[patterns] on treatment of null
Maurizio Cimadamore
maurizio.cimadamore at oracle.com
Fri Jul 7 15:17:23 UTC 2017
On 07/07/17 16:05, Dmitry Petrashko wrote:
>
> Hi Maurizio,
> thanks for a good writeup.
>
> I’ll provide some perspective coming from Scala.
>
> At the very beginning of your writeup you say:
>
> In order to further simplify the discussion, let's also ignore var
> patterns; in fact, a pattern such as var x can always be thought
> of a type-test pattern where the type of the test is implicitly
> inferred by the compiler using some target-type information. in
> other words, given a target expression s whose static type is
> String, the following two snippets should behave in the same fashion:
>
> if (s matches String x) { ... }
>
> if (s matches var x) { ... }
>
> This is not the case in Scala.
>
> |scala> (null: String) match {case a => true} // variable bound. Though
> variable has type String it is null. res0: Boolean = true scala>
> (null: String) match {case _: String => true} // type test. Null will
> fail it. scala.MatchError: null |
>
> Even if Java would decide to go towards the path you’ve described, It
> would be nice to be able to accommodate
> alternative behaviour that Scala has.
>
I understand. In our mind, 'var' is simply a way to tell the compiler
"type missing here, please fill it out" - and we'd like to keep the type
inference as orthogonal as possible from other related semantics.
>
> In Scala, the runtime uses |instanceof| test (Option 1 in your writeup),
> while the exhaustivity checkers uses type system and assumes absence
> of null (Option 2).
> For generics, we issue a warning that type parameters are unchecked.

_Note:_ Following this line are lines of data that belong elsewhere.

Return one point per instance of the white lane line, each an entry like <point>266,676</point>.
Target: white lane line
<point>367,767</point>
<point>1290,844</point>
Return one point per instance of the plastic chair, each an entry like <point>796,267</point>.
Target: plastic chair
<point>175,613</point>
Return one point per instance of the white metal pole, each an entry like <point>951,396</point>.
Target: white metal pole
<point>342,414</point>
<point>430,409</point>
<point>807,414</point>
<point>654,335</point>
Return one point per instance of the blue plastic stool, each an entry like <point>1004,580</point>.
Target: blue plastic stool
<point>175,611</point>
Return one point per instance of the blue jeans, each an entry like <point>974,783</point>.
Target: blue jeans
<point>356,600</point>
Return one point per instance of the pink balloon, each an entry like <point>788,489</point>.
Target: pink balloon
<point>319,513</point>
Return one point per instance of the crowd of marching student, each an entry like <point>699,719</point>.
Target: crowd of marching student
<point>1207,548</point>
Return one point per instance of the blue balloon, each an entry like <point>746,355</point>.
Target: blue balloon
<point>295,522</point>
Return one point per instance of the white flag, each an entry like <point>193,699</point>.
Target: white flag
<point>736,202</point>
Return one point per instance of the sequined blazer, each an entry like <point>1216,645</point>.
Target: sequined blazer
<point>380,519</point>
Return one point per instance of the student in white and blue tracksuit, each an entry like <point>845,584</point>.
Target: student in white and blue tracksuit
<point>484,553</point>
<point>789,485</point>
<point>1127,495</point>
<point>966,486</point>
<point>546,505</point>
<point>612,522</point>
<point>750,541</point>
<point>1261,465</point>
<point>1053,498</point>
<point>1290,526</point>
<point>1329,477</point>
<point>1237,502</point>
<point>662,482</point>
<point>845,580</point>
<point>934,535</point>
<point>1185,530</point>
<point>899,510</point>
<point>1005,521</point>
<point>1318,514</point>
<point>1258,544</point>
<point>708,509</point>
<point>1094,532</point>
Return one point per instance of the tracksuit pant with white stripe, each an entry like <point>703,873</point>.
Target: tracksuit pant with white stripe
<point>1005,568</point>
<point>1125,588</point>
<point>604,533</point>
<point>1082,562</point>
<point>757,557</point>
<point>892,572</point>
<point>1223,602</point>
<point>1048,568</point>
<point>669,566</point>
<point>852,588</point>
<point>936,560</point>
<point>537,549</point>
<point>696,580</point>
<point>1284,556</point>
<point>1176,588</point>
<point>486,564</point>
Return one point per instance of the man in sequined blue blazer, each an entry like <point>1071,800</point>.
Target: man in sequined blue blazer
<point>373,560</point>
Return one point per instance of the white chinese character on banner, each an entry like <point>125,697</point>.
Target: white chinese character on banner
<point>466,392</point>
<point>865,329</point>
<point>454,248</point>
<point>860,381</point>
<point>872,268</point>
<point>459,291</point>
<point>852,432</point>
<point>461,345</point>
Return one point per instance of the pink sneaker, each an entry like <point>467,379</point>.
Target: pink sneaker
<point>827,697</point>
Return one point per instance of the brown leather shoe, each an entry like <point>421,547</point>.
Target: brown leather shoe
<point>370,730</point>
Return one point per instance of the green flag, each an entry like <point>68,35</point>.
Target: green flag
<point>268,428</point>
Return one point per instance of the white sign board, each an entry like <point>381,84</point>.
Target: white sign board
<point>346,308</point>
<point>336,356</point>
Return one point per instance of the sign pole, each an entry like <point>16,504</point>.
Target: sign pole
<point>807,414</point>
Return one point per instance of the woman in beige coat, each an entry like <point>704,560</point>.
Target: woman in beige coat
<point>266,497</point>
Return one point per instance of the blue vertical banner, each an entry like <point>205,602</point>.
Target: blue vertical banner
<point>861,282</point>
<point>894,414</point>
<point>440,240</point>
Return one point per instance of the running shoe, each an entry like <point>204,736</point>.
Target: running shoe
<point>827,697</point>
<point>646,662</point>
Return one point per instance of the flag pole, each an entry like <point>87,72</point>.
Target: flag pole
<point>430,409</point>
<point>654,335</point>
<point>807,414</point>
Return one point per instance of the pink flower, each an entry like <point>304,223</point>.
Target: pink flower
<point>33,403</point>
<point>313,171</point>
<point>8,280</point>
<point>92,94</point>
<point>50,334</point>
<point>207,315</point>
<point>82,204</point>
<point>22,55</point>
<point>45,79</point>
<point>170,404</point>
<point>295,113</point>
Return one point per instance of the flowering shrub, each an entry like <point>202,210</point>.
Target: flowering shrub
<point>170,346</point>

> Have you considered this option?
>
So, you are saying that Scala does option 1 - but it tones it a bit down
by emitting a warning (rather than an harsh error) when generic types
are found.
This seems a sensible option - the only thing I don't understand from
your description - what does Scala do for nested patterns? Is it another
instanceof? If that's the case, does it means that I cannot match
against a List whose head is null with a normal nested type test pattern?
Maurizio
>
> Based on our experience it works well in practice, but it’s not clear
> how applicable our experience
> would be in Java.
>
> Best regards,
> Dmitry
>
> On 7 Jul 2017, at 14:56, Maurizio Cimadamore wrote:
>
> Hi,
> over the last few weeks we've been exploring the twisted
> relationship between patterns and nulls. This document:
>
> http://cr.openjdk.java.net/~mcimadamore/nulls-patterns.html
> <http://cr.openjdk.java.net/%7Emcimadamore/nulls-patterns.html>
>
> provides some (hopefully helpful) insights into what the design
> space looks like.
>
> tl;dr;
>
> Looks like trying to force the same rule on all patterns,
> regardless of where they appear, leads to problems. Distinguishing
> between toplevel and nested patterns provides a good basis to
> handle null in a more predictable/flexible fashion.